Но меня собирались судить за то, в чем считал я себя внутренне не виновным. И не справедливым, а Шемякиным судом и я не только не собирался (да и не смог бы) становиться лакеем, но еще и решил бороться — то есть создать им максимум проблем.
Для начала, кажется, еще в камере голодающих, научившись у соседей, которые по человечески мне были необычайно интересны и этот мой подлинный интерес к небывалым до этого для меня знакомым, их поразительному языку, не простой, но не худшей, чем у охранников и следователей психологии, мне очень помогал все тюремные годы. Но для начала я узнал у соседей, что можно написать жалобу генеральному прокурору и от голодающего она хоть кем-то будет рассмотрена.
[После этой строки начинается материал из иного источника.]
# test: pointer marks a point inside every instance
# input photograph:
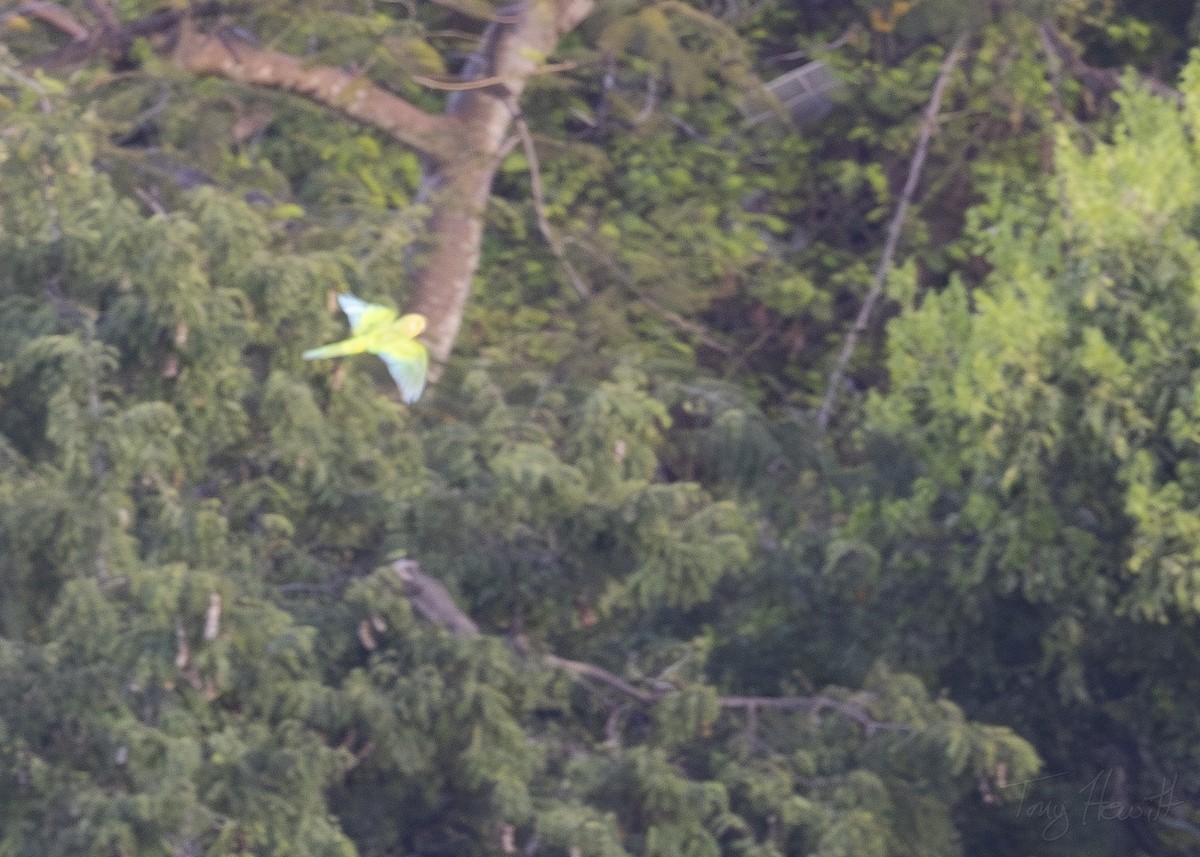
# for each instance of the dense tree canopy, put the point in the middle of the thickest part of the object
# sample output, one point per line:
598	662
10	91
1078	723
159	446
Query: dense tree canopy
617	585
Я написал, что вопреки моим протестам, следователь Леканов допрашивал во время обыска в Киеве мою больную мать, от которой только-что ушел врач, предписав отсутствие любых нарушений постельного режима и волнений.
После этого увидев, как моих голодающих соседей вызывают на допросы, возят в суды и понимая, что так называемое «искусственное питание» (смесь вливаемая через трубки в желудок) неравноценна нормальной, даже тюремной, еде и желая сэкономить силы для предстоящей борьбы, я прекратил свою первую и такую важную для меня голодовку. Все мои размышления в эти недели не стоили бы ничего — мало ли что человек придумает, да еще оказавшись внезапно (а это всегда внезапно) в тюрьме, если бы именно эти решения и понимание себя в мире не оказались для меня определяющими не только в тюремные годы, но собственно в течение всей моей жизни до сегодняшнего дня. И теперь, когда я пишу, не могу решить — следствие ли это моей человеческой тупости, неспособности к развитию, или все же чего-то другого.
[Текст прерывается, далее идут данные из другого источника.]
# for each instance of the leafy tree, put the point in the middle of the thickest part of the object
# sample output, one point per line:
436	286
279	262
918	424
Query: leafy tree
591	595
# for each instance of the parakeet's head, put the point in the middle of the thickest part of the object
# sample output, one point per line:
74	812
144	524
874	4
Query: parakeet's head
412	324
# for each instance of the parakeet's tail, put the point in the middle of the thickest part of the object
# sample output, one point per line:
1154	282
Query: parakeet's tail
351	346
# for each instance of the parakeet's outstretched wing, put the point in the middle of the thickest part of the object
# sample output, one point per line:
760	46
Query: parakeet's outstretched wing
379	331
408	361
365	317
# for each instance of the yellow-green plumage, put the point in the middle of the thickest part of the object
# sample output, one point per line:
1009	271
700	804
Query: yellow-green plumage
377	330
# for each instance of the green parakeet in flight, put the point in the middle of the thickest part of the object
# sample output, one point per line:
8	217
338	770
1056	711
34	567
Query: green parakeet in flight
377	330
- «И ответил он с тоской — я теперь всегда такой», как писала в детском стишке Агния Барто.
Окончание первой голодовки
Когда я объявил об окончании первой голодовки, меня перевели назад в ту же камеру «Матросской тишины», тюрьмы, куда меня привезли из КПЗ. На этот раз меня никто не пытался заставить тащить назад свой тюфяк, и больше никому в тюрьмах (кроме соседей, конечно) я не позволял говорить мне «ты».В камере все было по-прежнему, даже человек с килограммом сахара никуда не делся, но толку от него для тюремной администрации было немного. Это был рядовой малограмотный тюремный стукач, из тех, кого после суда оставляют досиживать срок в следственном изоляторе, одних — баландерами, других — наседками.
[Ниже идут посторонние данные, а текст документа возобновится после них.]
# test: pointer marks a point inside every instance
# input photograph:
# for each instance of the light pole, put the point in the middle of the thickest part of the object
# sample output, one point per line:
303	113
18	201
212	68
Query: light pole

Тут мне хотелось бы привести одно соображение. Когда человек оказывается в камере впервые, то спустя небольшое количество времени следователи о нем как бы забывают, (на самом деле группируют материалы) и ему начинает казаться, что о нем забыли. И одно это может его запугать и полностью дестабилизировать его состояние: «Про меня забыли... А что со мной будет? А что же дальше?» и так далее. Но я человек спокойный, да еще и очень помогла голодовка, мне уже было ясно, как я отношусь к тюрьме, к следствию, к своему будущему, и на меня этот прием совершенно не действовал. Я употребил это бесполезное время на то, чтобы написать десяток жалоб в прокуратуру, но лишь одна — первая, из камеры для голодающих, очень многое определит. Больше для развлечения я уже писал, раз за разом, что был незаконно арестован.